Scientists have a new theory for what may cause dementia as the brain ages – and a way to reverse it, a new pair of studies suggest.
Scientists have been unable to work out the exact cause of Alzheimer’s, the most common form of dementia, and without knowing exactly whats driving the disease, it’s even harder to treat.
Scientists have long known that, with age, the blood-brain barrier – a wall of dense cells and blood vessels that protects the brain from any invaders in the blood that don’t belong there and could damage the fragile, crucial neurons.
Previously, it was believed that aging itself caused brain cells to die, but University of California, Berkeley researchers found that it may be the leakiness of the blood-brain barrier that allows in harmful substances that then, in turn trigger cell death and ‘inflammatory fog.’
And researchers at Isreal-based Ben-Gurion University of the Negev found that that inflammatory fog disrupts brain waves in mice in a similar fashion to what’s seen in EEGs scans of people who have Alzheimer’s.
As it happened, a California chemist was able to create a drug that can pass through the dense blood-brain barrier, restoring brainwaves in mice to look like those of healthy younger animals – suggesting a potential treatment for dementia.
The barrier protection the brains of both humans (top) and mice (bottom) become more permeable with age (left to right) allowing harmful molecules ((colors, in human brains) from the blood to seep in – a pattern scientist now think may trigger inflammation and dementia
In the US 5.8 million people have Alzheimer’s, and as the population ages, the number of sufferers will only grow.
Currently, there’s little hope for these people, whose memories and cognitive functions decline steadily and heartbreakingly until the disease eventually kills them.
For decades now, plaques of abnormal, damaging proteins called amyloid beta, have been the prime suspect in Alzheimer’s disease.
But attempts to address the plaques have led only to failed clinical trials and disheartened families, patients and scientists.
While some researchers are pressing on to find deeper layers of the amyloid story, others have begun to suggest other causes or pathways to treatment.
The latest alternative being investigated is the seep of out-of-place substances into the brain.
Nearly 60 percent of people over the age of 70 have leaky blood-brain barriers, discovered Dr Alon Friedman of Ben-Gurion University of the Negev in Israel.
Neurons are highly sensitive types of nerves, and contact with any foreign substance can trigger devastating inflammation and cell death.
But new evidence presented in Science Translational Medicine by Dr Friedman and UC Berkeley’s Dr Daniela Kaufer, suggests that maybe what’s happening to many brain cells isn’t exactly death.
‘We tend to think about the aged brain in the same way we think about neurodegeneration: Age involves loss of function and dead cells,’ said Dr Kaufer.
‘But our new data tell a different story about why the aged brain is not functioning well: It is because of this “fog” of inflammatory load.’
After this discovery, she, Dr Friedman and Dr Dan Milkovsky – also of Ben-Gurion – used MRI and EEG brain scans to show that the brain leaks triggered brain wave disruptions in animals that mimic those seen in humans with Alzheimer’s and other cognitive problems.
Using these, they could pinpoint just where the leaks were happpening.
‘We now have two biomarkers that tell you exactly where the blood-brain barrier is leaking, so you can select patients for treatment and make decisions about how long you give the drug,’ said Dr Kaufer.

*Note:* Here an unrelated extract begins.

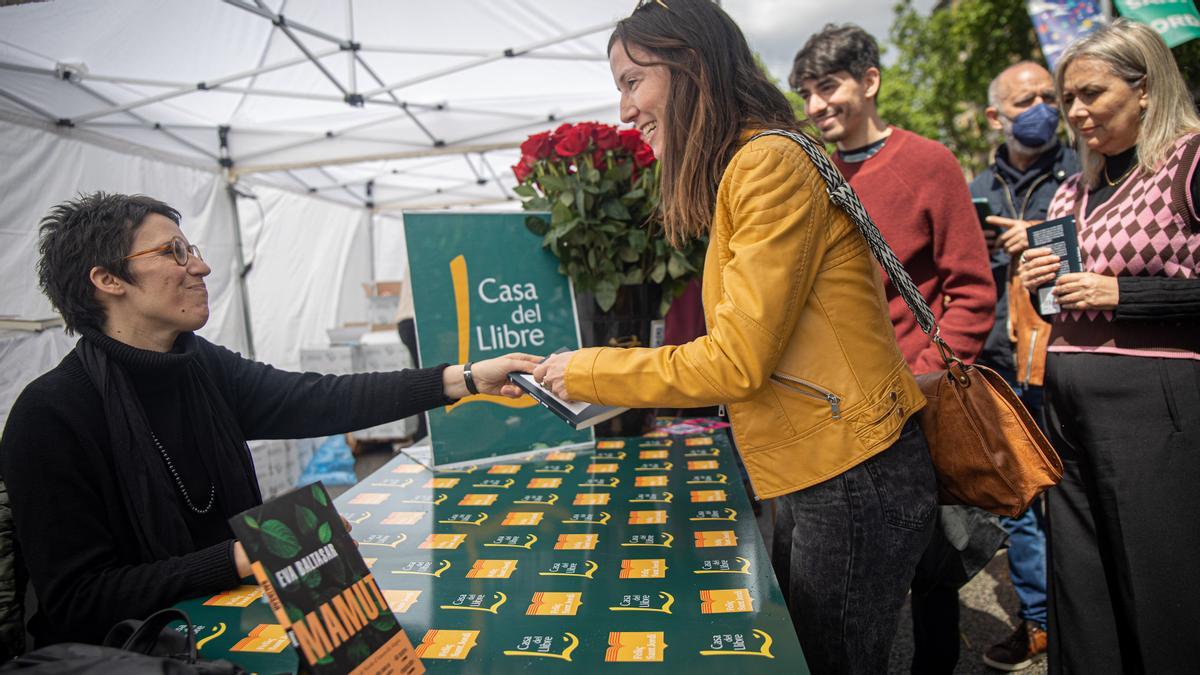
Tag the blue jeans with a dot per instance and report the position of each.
(845, 551)
(1027, 532)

‘You can follow them, and when the blood-brain barrier is healed, you no longer need the drug.’
In their prior research, Drs Friedman and Kaufer had discovered that one particular substance that leaks into the brain effectively poisons a particular receptor there, making a young mouse’s brain rapidly turn old and demented.

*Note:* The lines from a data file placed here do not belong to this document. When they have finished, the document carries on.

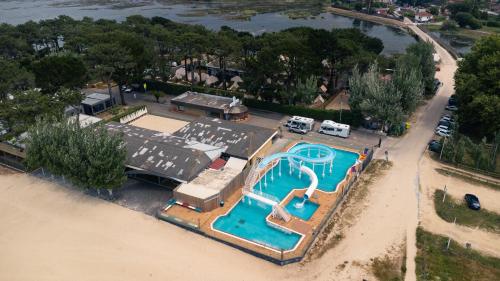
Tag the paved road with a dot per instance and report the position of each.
(410, 150)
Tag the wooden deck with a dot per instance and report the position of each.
(326, 201)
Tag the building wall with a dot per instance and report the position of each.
(192, 111)
(263, 152)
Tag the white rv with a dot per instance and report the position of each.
(300, 124)
(329, 127)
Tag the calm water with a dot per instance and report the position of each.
(248, 218)
(20, 11)
(304, 212)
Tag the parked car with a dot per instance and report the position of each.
(472, 201)
(442, 127)
(435, 146)
(443, 133)
(297, 129)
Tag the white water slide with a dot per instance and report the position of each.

But if they blocked the receptor, called TGF-β, the blood molecule, albumin, couldn’t do anything to the nerves.
Meanwhile, a chemist in Palo Alto, California, has developed a drug so tiny that it can slip through the usually impenetrable blood-brain barrier to mute the receptor in crucial parts of brain cells.
The effects in mice were astounding.
The old animals’ brains appeared like those of young animals, and they completed tasks as if they’d never had dementia or similar brain damage.
‘We got to this through this back door; we started with questions about plasticity having to do with the blood-brain barrier, traumatic brain injury and how epilepsy develops,’ Dr Kaufer said.
‘But after we’d learned a lot about the mechanisms, we started thinking that maybe in aging it is the same story.
‘This is new biology, a completely new angle on why neurological function deteriorates as the brain ages.’
On the heels of their discovery, the group of scientists have teamed up and formed a company to try to create a drug that will have the same effects for the millions of humans suffering dementia.